I have a problem with “welfare-to-work”
There are many possible problems with welfare-to-work plans and rules. The county might take your benefits away (sanction you) for breaking a rule. The county might not give you supportive services such as transportation or child care that you need. The county might say that you must do work activity even though your ability to work is limited because of a disability or some other good reason. The county might tell you you cannot do what you want for welfare-to-work, such as telling you that you cannot go to school.
The county should give you a written notice telling you what the county is doing about your welfare-to-work. If you think the county is wrong, you can appeal and have your case heard by an independent hearing officer. You have 90 days from the date of the written notice to appeal your case. If you have a very good reason for appealing late, you can appeal up to 180 days after the date of the written notice. If the county does not give you a written notice but takes some action you disagree with, you can still appeal.
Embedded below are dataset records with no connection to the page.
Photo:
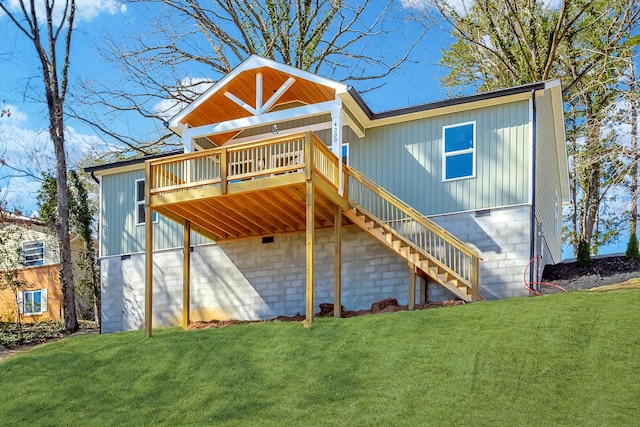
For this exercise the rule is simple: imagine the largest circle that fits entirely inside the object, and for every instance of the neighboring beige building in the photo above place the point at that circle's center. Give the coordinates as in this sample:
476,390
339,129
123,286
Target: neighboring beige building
42,299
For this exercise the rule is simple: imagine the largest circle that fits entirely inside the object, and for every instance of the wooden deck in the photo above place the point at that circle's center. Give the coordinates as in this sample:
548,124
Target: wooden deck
260,192
293,184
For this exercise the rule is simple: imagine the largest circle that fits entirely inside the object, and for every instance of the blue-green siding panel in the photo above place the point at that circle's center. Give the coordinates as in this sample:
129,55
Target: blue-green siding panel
406,159
548,195
119,233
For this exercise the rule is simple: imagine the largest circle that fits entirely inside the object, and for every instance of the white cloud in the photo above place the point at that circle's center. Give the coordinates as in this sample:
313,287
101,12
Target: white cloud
86,10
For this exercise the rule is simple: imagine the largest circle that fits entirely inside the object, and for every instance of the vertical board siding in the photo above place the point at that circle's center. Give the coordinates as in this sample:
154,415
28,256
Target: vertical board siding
118,230
406,159
548,178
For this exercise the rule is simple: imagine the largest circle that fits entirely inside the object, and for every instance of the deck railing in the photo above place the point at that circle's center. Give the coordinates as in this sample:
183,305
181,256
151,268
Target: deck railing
225,165
440,247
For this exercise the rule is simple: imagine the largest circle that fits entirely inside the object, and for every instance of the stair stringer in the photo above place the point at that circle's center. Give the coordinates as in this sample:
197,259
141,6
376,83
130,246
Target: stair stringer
409,252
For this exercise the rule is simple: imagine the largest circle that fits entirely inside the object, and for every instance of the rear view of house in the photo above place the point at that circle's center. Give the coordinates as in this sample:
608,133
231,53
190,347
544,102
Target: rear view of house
290,192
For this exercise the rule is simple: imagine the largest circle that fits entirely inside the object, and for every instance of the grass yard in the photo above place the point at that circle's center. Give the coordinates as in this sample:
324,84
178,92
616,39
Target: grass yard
567,359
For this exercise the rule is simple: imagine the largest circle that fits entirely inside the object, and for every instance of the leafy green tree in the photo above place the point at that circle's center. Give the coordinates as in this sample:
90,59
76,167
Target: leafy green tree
587,44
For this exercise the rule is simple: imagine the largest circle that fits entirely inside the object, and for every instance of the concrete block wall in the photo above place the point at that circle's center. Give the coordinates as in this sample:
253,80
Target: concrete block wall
248,279
502,238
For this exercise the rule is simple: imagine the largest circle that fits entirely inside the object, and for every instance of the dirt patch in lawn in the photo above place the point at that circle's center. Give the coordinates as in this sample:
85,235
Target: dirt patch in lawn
389,305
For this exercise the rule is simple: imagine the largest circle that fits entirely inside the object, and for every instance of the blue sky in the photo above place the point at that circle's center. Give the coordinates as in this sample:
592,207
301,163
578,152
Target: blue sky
24,140
23,136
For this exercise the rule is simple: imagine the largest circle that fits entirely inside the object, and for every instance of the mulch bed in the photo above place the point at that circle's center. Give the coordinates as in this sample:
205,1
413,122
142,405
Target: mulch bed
603,267
388,305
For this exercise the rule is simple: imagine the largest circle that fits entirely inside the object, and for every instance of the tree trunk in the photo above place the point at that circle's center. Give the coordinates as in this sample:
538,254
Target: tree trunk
56,131
635,155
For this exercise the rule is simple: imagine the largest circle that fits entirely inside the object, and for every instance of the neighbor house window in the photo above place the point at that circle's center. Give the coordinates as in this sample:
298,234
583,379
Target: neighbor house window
32,302
140,206
33,253
459,159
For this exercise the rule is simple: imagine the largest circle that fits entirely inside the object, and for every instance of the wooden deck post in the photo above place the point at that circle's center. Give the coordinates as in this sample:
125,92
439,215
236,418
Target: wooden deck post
412,287
423,290
148,258
475,284
186,276
310,225
337,263
224,169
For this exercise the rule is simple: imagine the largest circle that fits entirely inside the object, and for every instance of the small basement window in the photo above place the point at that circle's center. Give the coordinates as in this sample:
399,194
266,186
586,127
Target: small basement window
459,157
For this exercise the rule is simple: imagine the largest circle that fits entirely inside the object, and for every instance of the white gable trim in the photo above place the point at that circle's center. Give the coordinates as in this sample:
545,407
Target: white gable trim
253,62
190,134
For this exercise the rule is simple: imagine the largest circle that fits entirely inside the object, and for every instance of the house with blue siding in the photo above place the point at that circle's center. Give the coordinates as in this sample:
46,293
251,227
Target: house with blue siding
289,192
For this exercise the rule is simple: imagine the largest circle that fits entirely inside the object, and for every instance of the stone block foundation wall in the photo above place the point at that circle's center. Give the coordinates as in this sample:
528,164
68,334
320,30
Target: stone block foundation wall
502,237
248,279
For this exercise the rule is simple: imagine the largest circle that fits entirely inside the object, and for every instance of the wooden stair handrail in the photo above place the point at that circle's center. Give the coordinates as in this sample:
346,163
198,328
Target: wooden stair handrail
411,212
470,280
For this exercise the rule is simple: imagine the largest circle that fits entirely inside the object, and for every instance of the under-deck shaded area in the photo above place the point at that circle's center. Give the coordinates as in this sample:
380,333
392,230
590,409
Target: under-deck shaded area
295,184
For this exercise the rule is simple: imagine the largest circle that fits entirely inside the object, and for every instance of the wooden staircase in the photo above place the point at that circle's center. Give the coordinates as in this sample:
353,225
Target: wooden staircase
435,253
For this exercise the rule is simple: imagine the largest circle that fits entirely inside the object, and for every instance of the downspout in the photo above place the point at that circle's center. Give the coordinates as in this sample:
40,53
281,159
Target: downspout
532,248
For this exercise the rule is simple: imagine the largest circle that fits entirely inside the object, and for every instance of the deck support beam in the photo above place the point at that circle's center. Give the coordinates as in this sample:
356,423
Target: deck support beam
186,276
337,263
423,290
412,287
310,228
148,259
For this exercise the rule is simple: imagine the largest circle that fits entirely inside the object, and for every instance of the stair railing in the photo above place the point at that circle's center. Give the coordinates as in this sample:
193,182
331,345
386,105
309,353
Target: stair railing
438,245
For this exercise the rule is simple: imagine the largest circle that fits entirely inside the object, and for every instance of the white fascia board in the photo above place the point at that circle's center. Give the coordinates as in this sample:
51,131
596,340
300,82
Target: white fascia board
253,62
264,119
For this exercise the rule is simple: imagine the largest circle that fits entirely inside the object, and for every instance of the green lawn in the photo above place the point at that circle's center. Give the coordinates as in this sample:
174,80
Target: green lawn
570,359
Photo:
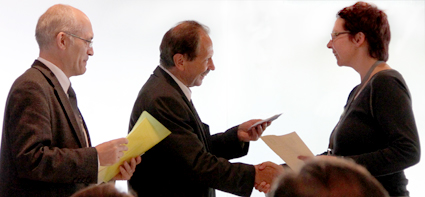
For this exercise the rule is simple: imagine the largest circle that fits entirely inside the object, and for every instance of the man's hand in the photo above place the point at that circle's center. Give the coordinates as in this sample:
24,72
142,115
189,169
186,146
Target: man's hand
265,173
127,170
111,152
252,134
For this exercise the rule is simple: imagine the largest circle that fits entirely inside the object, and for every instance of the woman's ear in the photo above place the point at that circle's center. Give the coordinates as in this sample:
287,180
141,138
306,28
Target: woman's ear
359,39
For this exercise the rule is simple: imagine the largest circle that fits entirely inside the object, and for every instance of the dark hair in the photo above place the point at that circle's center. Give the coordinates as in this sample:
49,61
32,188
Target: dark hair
182,39
367,18
322,177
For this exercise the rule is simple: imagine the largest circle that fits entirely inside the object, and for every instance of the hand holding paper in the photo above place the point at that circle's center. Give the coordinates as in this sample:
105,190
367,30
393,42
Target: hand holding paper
289,147
251,131
146,133
110,152
127,169
265,120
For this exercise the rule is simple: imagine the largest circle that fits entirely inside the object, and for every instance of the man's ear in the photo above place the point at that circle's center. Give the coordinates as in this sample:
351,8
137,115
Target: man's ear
61,41
359,39
179,61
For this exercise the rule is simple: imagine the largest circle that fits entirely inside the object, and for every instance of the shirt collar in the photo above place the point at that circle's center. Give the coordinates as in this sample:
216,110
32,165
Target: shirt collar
60,75
183,87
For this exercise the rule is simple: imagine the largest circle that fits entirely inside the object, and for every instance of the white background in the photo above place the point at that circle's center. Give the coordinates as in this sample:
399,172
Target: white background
270,58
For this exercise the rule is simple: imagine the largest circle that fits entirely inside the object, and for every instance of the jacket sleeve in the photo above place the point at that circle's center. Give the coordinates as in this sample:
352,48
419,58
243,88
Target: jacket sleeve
39,152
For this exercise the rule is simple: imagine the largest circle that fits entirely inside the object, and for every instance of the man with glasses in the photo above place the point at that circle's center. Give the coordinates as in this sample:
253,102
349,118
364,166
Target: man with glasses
46,149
If your notice does not meet legal requirements, such as not giving a reason or not being in your primary language, you can appeal even after that.
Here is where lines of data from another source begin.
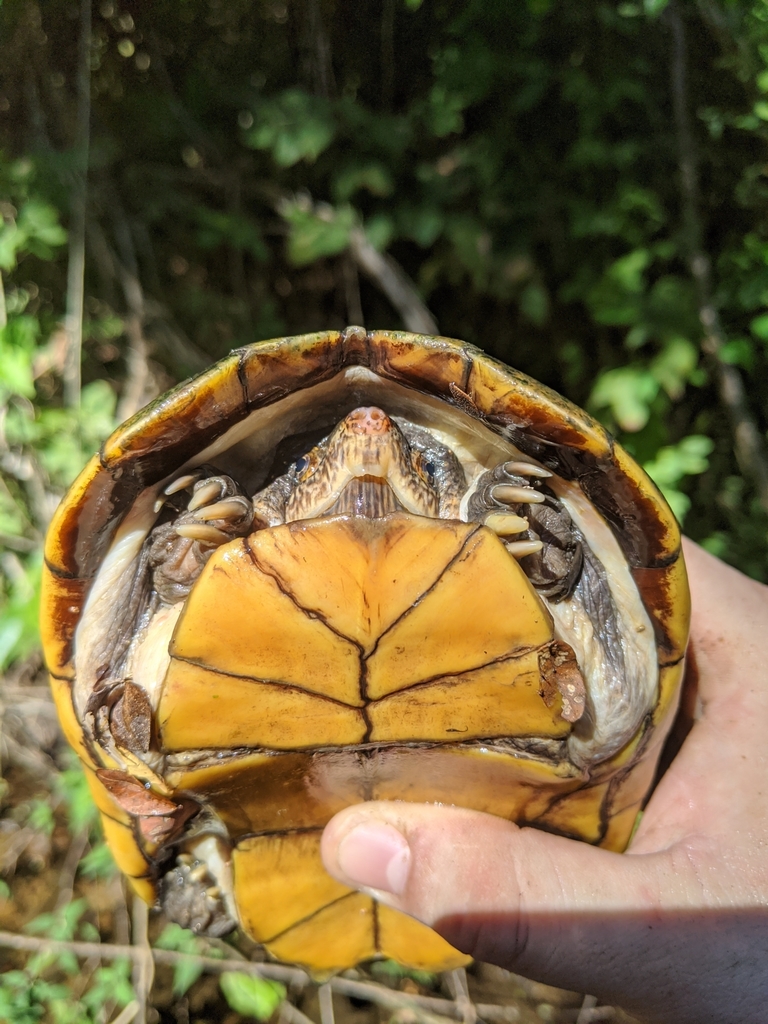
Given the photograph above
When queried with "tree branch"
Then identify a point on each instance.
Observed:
(76, 266)
(393, 282)
(748, 441)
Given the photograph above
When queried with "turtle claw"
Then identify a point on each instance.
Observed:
(525, 469)
(504, 523)
(202, 532)
(207, 492)
(517, 496)
(189, 897)
(216, 513)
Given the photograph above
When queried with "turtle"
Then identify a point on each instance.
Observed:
(353, 565)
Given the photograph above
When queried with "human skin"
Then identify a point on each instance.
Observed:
(676, 930)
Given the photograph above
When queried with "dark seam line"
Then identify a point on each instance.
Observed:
(665, 665)
(266, 682)
(377, 929)
(271, 833)
(310, 612)
(62, 679)
(421, 597)
(458, 675)
(302, 921)
(243, 382)
(64, 574)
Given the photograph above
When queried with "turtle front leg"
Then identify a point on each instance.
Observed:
(217, 512)
(532, 523)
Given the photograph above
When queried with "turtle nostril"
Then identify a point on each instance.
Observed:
(369, 420)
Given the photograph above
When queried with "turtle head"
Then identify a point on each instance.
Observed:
(367, 468)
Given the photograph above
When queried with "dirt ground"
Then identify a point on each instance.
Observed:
(56, 884)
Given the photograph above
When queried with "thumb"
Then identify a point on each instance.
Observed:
(558, 910)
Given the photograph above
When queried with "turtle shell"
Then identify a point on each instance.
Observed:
(329, 660)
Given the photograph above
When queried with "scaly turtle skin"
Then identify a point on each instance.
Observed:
(348, 566)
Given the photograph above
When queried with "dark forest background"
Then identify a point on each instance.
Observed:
(579, 188)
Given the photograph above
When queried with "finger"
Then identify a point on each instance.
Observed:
(729, 620)
(529, 901)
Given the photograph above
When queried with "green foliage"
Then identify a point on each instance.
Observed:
(392, 971)
(250, 995)
(293, 127)
(185, 973)
(315, 231)
(72, 790)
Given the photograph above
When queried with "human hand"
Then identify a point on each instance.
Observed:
(676, 931)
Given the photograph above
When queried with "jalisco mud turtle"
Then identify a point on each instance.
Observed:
(451, 585)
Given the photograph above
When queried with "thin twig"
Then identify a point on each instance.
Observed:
(135, 389)
(585, 1014)
(70, 868)
(143, 968)
(326, 1000)
(76, 266)
(393, 282)
(3, 310)
(290, 1015)
(127, 1014)
(748, 440)
(352, 291)
(279, 972)
(460, 991)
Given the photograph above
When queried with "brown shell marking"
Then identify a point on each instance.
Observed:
(160, 438)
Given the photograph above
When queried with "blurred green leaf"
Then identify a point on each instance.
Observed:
(250, 995)
(293, 126)
(672, 464)
(316, 231)
(185, 973)
(675, 365)
(628, 391)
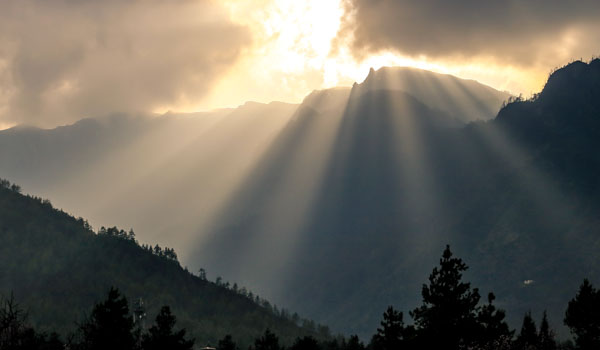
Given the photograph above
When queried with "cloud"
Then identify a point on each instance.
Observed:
(520, 32)
(61, 60)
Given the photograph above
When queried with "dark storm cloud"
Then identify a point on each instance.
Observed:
(518, 31)
(61, 60)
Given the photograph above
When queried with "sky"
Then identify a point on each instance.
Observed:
(63, 60)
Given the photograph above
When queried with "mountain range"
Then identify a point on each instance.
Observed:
(337, 207)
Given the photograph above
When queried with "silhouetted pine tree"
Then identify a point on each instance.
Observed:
(306, 343)
(492, 325)
(353, 343)
(583, 317)
(109, 326)
(448, 317)
(227, 343)
(528, 338)
(269, 341)
(162, 335)
(391, 335)
(546, 335)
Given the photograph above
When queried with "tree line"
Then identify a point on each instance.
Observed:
(450, 317)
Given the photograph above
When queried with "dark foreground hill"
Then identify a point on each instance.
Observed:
(58, 268)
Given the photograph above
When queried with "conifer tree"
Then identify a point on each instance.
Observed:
(227, 343)
(528, 337)
(448, 317)
(546, 335)
(306, 343)
(583, 317)
(162, 335)
(492, 325)
(353, 343)
(391, 334)
(109, 326)
(269, 341)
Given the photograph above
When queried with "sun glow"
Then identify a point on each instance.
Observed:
(296, 49)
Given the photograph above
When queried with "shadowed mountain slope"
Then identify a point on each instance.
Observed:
(57, 269)
(336, 206)
(515, 196)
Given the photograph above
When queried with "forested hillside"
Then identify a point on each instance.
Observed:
(57, 268)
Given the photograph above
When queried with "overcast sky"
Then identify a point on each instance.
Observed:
(62, 60)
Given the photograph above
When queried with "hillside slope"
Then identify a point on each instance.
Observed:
(57, 268)
(355, 217)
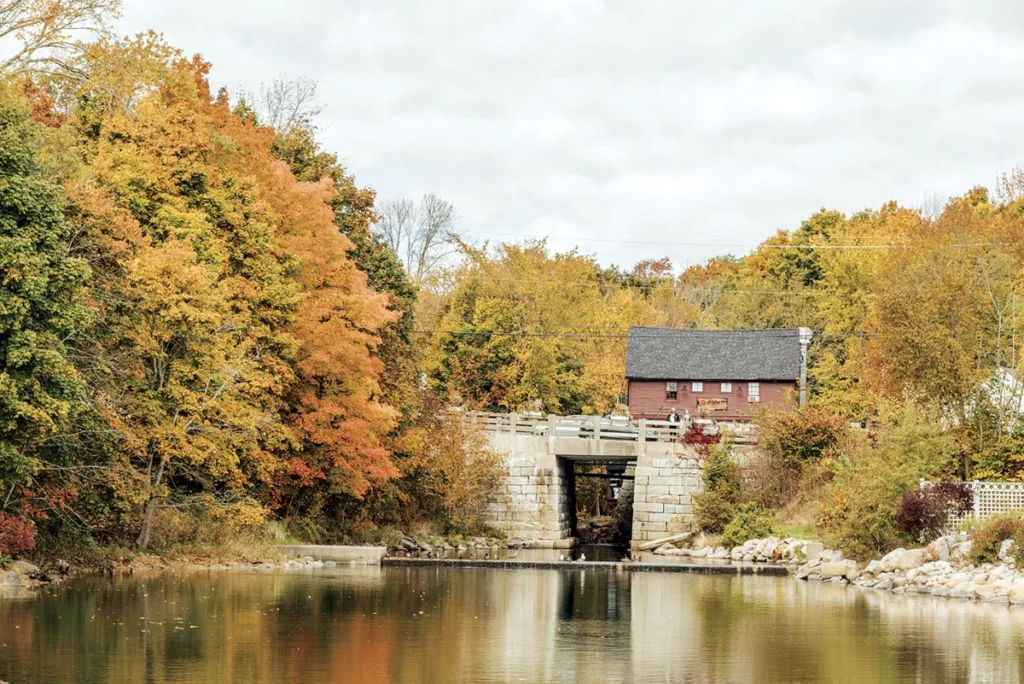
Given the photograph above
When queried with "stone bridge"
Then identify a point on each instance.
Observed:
(539, 501)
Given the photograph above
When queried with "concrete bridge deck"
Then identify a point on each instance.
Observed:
(538, 500)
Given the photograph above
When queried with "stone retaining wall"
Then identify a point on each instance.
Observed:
(667, 478)
(536, 501)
Once you appeal, there will be a hearing scheduled for you to explain why you disagree with the county’s action and for a hearing officer to decide if the county is right or wrong. If the hearing officer decides you are right, the hearing officer can order the county to fix the problem.
Look on the back of the written notice for instructions about how to appeal. If you do not have a notice, go to the State Hearings Division for information. You can also appeal online at the State Hearings Division.